# Solved: Play M4P Files in Cd Player



## robhic (Jul 5, 2005)

If I purchase and download M4P music from iTunes, can I just burn them to a regular CD and play them in a "standard" CD player like at home or in a car?

I have a friend who says he can burn a CD from iTunes (M4P or M4A) and it plays in his car. Is this correct?

I know he's not doing anything else to alter the format (to MP3, etc.) so is this possible? I don't want or need to convert to MP3 if I don't have to. Just putting the music onto a CD to play in the car is OK.

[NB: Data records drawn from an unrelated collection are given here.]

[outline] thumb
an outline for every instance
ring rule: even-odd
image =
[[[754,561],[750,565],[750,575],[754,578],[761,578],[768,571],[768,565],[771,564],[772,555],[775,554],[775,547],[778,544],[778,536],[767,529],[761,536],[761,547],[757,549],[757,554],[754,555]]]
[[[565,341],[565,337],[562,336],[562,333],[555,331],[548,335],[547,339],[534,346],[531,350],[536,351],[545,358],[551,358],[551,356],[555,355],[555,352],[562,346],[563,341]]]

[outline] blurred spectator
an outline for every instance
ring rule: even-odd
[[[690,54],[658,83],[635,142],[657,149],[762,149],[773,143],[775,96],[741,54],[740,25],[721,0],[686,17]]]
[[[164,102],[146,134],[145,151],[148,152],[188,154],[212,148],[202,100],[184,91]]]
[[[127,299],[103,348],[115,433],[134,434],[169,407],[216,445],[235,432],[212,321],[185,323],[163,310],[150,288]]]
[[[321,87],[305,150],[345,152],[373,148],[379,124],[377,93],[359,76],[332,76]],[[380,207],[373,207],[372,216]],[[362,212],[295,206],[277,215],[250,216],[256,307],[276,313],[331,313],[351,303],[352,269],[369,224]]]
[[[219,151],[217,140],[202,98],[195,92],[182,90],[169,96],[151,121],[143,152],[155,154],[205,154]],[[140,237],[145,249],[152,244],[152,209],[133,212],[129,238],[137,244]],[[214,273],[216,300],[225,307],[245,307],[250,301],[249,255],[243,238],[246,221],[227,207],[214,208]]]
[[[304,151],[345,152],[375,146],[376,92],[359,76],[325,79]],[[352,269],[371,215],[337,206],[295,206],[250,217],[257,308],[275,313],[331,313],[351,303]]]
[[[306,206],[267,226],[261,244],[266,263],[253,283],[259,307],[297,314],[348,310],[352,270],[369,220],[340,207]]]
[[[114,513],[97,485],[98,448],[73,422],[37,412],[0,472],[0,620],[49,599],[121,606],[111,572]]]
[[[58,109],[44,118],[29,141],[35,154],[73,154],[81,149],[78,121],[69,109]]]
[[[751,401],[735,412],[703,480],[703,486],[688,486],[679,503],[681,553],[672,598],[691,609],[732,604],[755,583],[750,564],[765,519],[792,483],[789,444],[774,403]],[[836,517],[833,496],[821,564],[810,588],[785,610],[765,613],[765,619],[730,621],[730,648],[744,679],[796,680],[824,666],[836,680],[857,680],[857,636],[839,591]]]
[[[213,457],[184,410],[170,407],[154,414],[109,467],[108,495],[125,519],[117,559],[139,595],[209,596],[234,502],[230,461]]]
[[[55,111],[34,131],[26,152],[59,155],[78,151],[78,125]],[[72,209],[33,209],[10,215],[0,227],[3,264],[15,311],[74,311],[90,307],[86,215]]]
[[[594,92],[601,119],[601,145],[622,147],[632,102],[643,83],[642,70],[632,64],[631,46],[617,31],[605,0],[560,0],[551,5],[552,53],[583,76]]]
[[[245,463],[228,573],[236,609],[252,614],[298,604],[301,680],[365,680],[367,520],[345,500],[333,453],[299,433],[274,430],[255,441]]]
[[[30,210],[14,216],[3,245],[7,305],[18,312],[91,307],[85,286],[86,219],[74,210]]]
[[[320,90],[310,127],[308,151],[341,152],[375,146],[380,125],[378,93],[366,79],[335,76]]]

Thanks for any input and help,

Robert


----------



## Couriant (Mar 26, 2002)

Yes. Make a playlist with the songs you want and on the bottom right there is a Burn Disc option. Now if it says Data CD, or something other than Burn Disc you will need to go to Edit > Properties (or iTunes > Preferences if on Mac) and then under Advanced > Burning tabs, click on Audio CD. Apply changes and go back to the playlist to burn your CD. Use CD-Rs.


----------



## robhic (Jul 5, 2005)

Thank you so much for the tip. I knew there had to be a way to play these songs in a CD player!

Robert


----------



## Couriant (Mar 26, 2002)

:up:

You can mark your thread solved by going to Thread Tools on the top of the page!


----------